The Lost Cause furnished the justification for this withdrawal of the franchise.
CA, OR and IA were all free states from admission; NJ had a few enslaved people living there as they had implemented post-nati emancipation some years earlier.
As to why they didn’t ratify the amendment, I haven’t a clue - but only in DE and KY was property in the enslaved fully supported and legal up until ratification.
I think the modern formulation is “personnel is policy.” Having slave sympathizers in charge of enforcement of laws in the state allowed the use of loopholes and subtle interpretations to keep the enslaved in bondage even in situations where the law pointed otherwise.
I’m not sure how to disentangle the threads of unionism and antislavery (or indifference to slavery) in this case. There were plenty of proslavery Unionists in the upper South, even in areas where there were few slaves. Do you know of some scholarship on the topic in the case of Kentucky?
And once the Redeemer governments instituted restrictions on voting (and the federal government signaled that it wouldn’t attempt to enforce the 15th Amendment) there was no need to keep those who were represented in the political process at all.
Should have read “there was no need to keep freed blacks in the political process at all.” Sorry, too late to edit…
People have been drafted into war since long, long before the Civil War. The blame has usually, as it should, fallen on those who did the drafting.
It’s very easy to say you’d refuse to serve, and yet the number who do is very close to zero.
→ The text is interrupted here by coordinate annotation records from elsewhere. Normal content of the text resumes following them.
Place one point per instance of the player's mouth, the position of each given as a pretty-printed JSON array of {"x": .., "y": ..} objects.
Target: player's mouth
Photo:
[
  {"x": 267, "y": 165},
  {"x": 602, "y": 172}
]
Had you been in that situation it’s a safe bet you’d have been wearing grey and hoping to just get home alive. Pinning the blame on some kid from Fordyce who died in terror and agony in a ditch five hundred miles from home seems to be letting the real perpetrators off the hook.
I am far less sympathetic to the people today who wave Confederate flags even when they might never have taken up arms against anyone. They should know better.